Yesterday I wrote “To be truly radical is to make hope possible“, and closed that post by saying today I’d write a little about what it takes for radical change.

I love radical change, transformative and brave. Incremental change is important, “marginal gains” and all of that is vital to maintaining forward momentum. However, for me what I love is supporting leaders who are hungry and brave and know deeply that something more radical is needed and that this is their path.

So, when a client asks me for my advice on how to transformationally change their organisation, after I listen, ask questions, then listen some more, I often come up with this statement.

“It’s simple, but not easy”

The other day I wrote: “Simplicity on the other side of complexity” in which I talked about supporting a CEO “with a transformative vision a few years ago. We indeed got to a one-page strategy like this, one which engaged the business like none other before.” then “To get there was simple, but it was not easy.”

As regular readers can likely tell, I’m full of phrases like that which I’ve distilled to simplicity over the years. Another key to why transformational change is “simple, but not easy”, is:

“Business is simple, humans are complex”

You see, while philosophy is based on the phrase “cogito ergo sum” (I think, therefore I am), I believe that humans are instead driven by feelings, not thoughts, as I wrote about earlier: “sentio ergo sum“.

Let us accept that premise, that people are deeply driven by feelings. Then, let us consider that, whilst a simple and easy to understand one-page strategy can be rationally accepted, if it represents a transformational change in the way people are expected to behave and act, rationalising this will not be anywhere near sufficient. Instead one must connect to feelings, to create embedded and embodied learnings that are embraced at a cellular level.

Once you achieve this, this connects to people’s “why”, they simply know it to be true and the right course, so then they will act, effect the “how” needed.

To touch more on this, recently at the Meaning Conference I attended a workshop by Within People where they had us look at the idea of  “unlearning”. To do this they anchored us on eight words.

In their words, these were taken from: “conversations we’ve had with leaders from companies of all shapes & sizes, all over the world about how they lead modern organisations.

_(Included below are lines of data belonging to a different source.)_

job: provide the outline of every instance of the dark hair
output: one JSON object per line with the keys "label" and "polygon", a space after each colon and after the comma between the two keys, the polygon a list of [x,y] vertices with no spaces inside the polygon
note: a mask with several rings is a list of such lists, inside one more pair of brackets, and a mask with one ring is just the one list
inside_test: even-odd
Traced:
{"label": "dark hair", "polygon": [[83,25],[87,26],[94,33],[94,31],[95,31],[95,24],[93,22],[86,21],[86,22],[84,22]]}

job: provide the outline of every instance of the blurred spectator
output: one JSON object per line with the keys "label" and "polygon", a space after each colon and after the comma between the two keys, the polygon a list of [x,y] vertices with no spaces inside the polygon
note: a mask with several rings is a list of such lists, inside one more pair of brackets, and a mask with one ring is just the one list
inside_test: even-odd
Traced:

What we heard was not what we expected. The secret to their success has been to ‘unlearn leadership’ – peeling back layers of mis-education and mis-perception that hold leaders back, and revealing what it is inside us that makes us powerful, equal and equipped to change the face of business.

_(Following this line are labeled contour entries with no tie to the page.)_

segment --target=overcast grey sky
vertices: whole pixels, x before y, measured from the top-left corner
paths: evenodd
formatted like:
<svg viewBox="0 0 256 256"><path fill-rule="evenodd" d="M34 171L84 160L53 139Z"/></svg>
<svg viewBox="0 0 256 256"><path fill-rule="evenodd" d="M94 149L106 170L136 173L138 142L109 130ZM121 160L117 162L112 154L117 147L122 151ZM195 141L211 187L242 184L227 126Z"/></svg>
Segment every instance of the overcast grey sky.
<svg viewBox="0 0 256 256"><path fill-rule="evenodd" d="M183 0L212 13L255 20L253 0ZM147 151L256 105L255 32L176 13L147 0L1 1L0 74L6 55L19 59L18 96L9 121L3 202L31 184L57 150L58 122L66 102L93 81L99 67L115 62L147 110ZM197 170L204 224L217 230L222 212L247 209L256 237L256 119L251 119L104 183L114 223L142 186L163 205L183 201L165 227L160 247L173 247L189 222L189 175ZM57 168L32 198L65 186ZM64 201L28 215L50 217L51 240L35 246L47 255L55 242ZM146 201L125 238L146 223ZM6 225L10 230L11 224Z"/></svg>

With them we’ve identified seven qualities that will define leaders of 21st Century companies:

vulnerability

creativity

courage

conviction

empathy

curiosity

patience

I also note that there was that eighth word that they added for the workshop, and yes, using it in the context of business to effect transformation is both unusual and vital. That word:

love

So, imagine the power that can be unleashed to transform any organisations once we connect our complex humans, what drives them as individuals, with what we are seeking to align around as drivers for our organisation.

How do we do that? Ah well, it is simple, but it not easy.

Oh, and I love this work SO much!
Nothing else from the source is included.